Le Metalcore a la cote en ce moment, porté par des groupes comme Chimaira ou Killswitch Engage qui conjuguent habilement toute l'agressivité et la technicité des années 80 avec un chant emprunté au Hardcore ou au Death. God Forbid apporte une pierre de plus à l'édifice avec IV : Constitution of Treason, concept album glauque énoncé en trois articles : Twilight of Civilization, In The Darkest Hour et Devolution. Le thème central de l'album repose sur la déchéance du monde qui est représentée sur la pochette du disque par l'allégorie de la Statue de la Liberté tombant en ruines dans une ambiance des plus apocalyptiques.
Ce Constitution of Treason impressionne de par la qualité de ses compositions, fort bien agencées, et construites de façon incisive autour de rythmiques et de riffs Thrash à la The Haunted (Divinity, Under This Flag, Crycify Your Beliefs), Power à la Machine Head (The Lonely Dead, Into the Wasteland, To The Fallen Hero), ou bien Hardcore avec des coups de double pédale hachés, mais mesurés (Divinity, The End of the World). God Forbid a qui plus est mit un point d'honneur à introduire des mélodies particulièrement accrocheuses, que ce soit dans les soli que dans les passages purement instrumentaux comme sur la très bonne The Lonely Dead. Le quintet n'hésite pas à casser régulièrement le rythme avec des passages plus posés, voire acoustiques sur pas mal de morceaux, et ce que ce soit en plein milieu, qu'en début ou qu'en fin de chanson. Le rendu de ces passages à part est dans l'ensemble plutôt réussi grâce à un son clair très lourd, lent, définitivement sombre et pesant. Les transitions sont bien elles aussi foutues, entre ruptures nettes et changements de tons progressifs.
Bref, tout ça pour dire que les musiques se suivent et ne se ressemblent pas, et le tout avec une certaine cohérence. Les riffs biens gras sont là, et même si les soli sont loin d'un Rob Anorld (Chimaira), ils ont pour la plupart un sens, une place dans la musique, n'étant ainsi pas que figuratifs sous prétexte qu'une chanson doit comporter un solo. Les frères Coil ont signé là des parties de guitare intéressantes sur de nombreux points, même si elles rappelent forcément d'autres riffs, ce genre là ayant tendance à tourner en rond par moment...
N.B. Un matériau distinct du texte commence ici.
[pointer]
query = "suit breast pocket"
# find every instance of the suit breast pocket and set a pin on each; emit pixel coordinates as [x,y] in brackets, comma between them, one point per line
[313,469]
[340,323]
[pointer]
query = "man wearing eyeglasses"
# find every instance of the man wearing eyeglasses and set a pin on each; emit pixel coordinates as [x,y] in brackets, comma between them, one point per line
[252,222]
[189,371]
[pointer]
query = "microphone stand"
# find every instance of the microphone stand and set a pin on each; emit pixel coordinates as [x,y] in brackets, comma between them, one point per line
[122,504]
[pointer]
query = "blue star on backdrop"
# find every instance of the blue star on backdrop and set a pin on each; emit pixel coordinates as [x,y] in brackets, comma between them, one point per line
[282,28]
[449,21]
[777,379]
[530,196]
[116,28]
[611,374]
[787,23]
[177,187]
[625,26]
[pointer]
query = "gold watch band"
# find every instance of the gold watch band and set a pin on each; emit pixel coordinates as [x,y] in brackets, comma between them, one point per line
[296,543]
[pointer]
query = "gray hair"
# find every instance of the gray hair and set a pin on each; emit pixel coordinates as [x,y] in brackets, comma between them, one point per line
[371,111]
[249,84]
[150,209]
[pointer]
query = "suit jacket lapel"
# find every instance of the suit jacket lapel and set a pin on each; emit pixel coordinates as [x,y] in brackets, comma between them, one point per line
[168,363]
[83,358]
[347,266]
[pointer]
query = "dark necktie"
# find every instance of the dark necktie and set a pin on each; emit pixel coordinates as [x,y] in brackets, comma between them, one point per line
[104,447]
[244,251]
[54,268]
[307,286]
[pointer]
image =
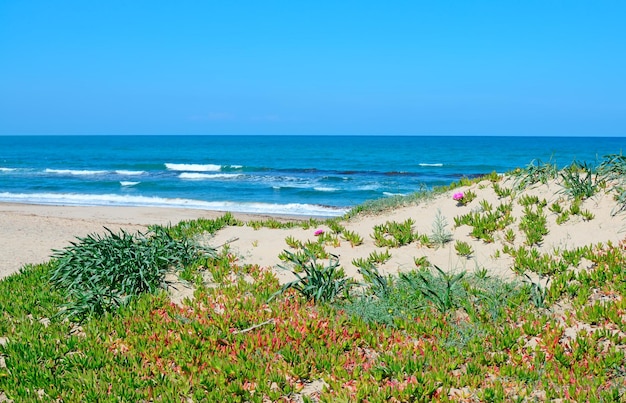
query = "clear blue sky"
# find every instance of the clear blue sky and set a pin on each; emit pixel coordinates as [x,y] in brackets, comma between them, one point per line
[437,67]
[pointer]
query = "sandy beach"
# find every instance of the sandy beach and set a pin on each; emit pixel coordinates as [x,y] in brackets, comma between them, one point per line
[31,232]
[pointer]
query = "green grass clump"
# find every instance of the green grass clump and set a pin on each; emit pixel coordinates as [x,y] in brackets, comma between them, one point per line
[102,273]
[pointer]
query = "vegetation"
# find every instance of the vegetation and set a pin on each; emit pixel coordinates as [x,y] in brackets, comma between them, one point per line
[429,334]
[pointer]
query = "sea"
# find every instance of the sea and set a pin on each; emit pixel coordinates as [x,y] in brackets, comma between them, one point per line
[314,176]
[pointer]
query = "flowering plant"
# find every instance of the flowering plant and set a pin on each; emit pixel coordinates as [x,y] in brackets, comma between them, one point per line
[464,198]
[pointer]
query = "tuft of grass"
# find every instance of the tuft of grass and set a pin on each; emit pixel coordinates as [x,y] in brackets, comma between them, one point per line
[100,273]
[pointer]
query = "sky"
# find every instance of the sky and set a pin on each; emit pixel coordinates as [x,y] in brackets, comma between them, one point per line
[437,67]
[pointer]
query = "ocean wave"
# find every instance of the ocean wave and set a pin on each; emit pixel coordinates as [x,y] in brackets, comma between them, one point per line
[78,172]
[193,167]
[129,173]
[198,176]
[368,187]
[71,199]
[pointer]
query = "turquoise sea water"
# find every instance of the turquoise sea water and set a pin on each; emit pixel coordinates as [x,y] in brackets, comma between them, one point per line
[301,175]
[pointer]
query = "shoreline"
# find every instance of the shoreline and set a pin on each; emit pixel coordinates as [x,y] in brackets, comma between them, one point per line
[32,231]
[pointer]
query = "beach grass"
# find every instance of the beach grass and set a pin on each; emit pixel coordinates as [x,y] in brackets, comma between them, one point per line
[428,334]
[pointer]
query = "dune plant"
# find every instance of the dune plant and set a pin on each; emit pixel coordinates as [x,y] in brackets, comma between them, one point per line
[421,262]
[613,167]
[534,225]
[485,224]
[463,249]
[335,226]
[535,172]
[394,234]
[378,284]
[293,242]
[443,290]
[440,234]
[374,257]
[352,237]
[580,180]
[556,207]
[620,198]
[100,273]
[502,191]
[319,282]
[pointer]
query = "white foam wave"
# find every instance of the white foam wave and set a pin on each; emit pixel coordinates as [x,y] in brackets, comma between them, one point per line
[193,167]
[129,173]
[198,176]
[368,187]
[71,199]
[74,172]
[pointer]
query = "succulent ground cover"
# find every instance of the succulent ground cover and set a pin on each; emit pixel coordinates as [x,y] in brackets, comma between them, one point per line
[431,333]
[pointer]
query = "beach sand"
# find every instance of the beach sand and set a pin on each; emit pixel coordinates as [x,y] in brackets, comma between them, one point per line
[31,232]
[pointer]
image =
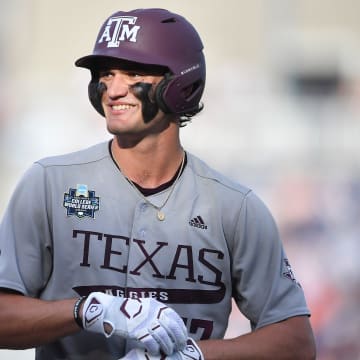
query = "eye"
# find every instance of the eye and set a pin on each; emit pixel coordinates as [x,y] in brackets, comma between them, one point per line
[105,74]
[135,75]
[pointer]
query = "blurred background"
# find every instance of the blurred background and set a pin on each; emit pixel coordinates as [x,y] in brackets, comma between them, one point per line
[282,116]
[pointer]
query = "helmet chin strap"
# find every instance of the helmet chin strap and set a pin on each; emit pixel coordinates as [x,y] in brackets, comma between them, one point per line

Quoiqu'il en soit, leurs efforts sont soutenus par un Corey Pierce sachant modérer la double grosse caisse, utiliser les contre-temps et autres roulements quand il faut. Autre fait appréciable, la batterie n'a pas été mise par dessus tout le reste, n'écrasant ainsi pas guitares et basse. Cette dernière est d'ailleurs elle aussi bien efficace, et audible hors des parties acoustiques pour une fois, chose ô combien rare et appréciable pour un disque de cet acabit. Elle ne croule pas sous la déferlante de guitares et s'impose en tant qu'élément essentiel de la rythmique. Jason Suecof (Trivium) et Eric Rachel (Dillinger Escape Plan) ont produit ce disque de façon intelligente, n'en déplaise aux amateurs de martelage de grosse caisse.
Côté chant, aucune surprise, Byron Davis chante d'une façon caverneuse pleine de hargne, mais ce n'est pour autant que les amateurs de finesse devront passer leur chemin puisqu'on retrouve en parfait contraste avec Davis les frères Coil en choeurs, et ce sur plus d'un titre. Ces derniers chantent de façon claire, souvent mélancolique et en parfaite harmonie avec les passages languissants. Welcome to the Apocalypse en est certainement le meilleur exemple tant il ressort de cette chanson un profond désarroi, une douce torpeur mélancolique qui ne peut qu'émouvoir.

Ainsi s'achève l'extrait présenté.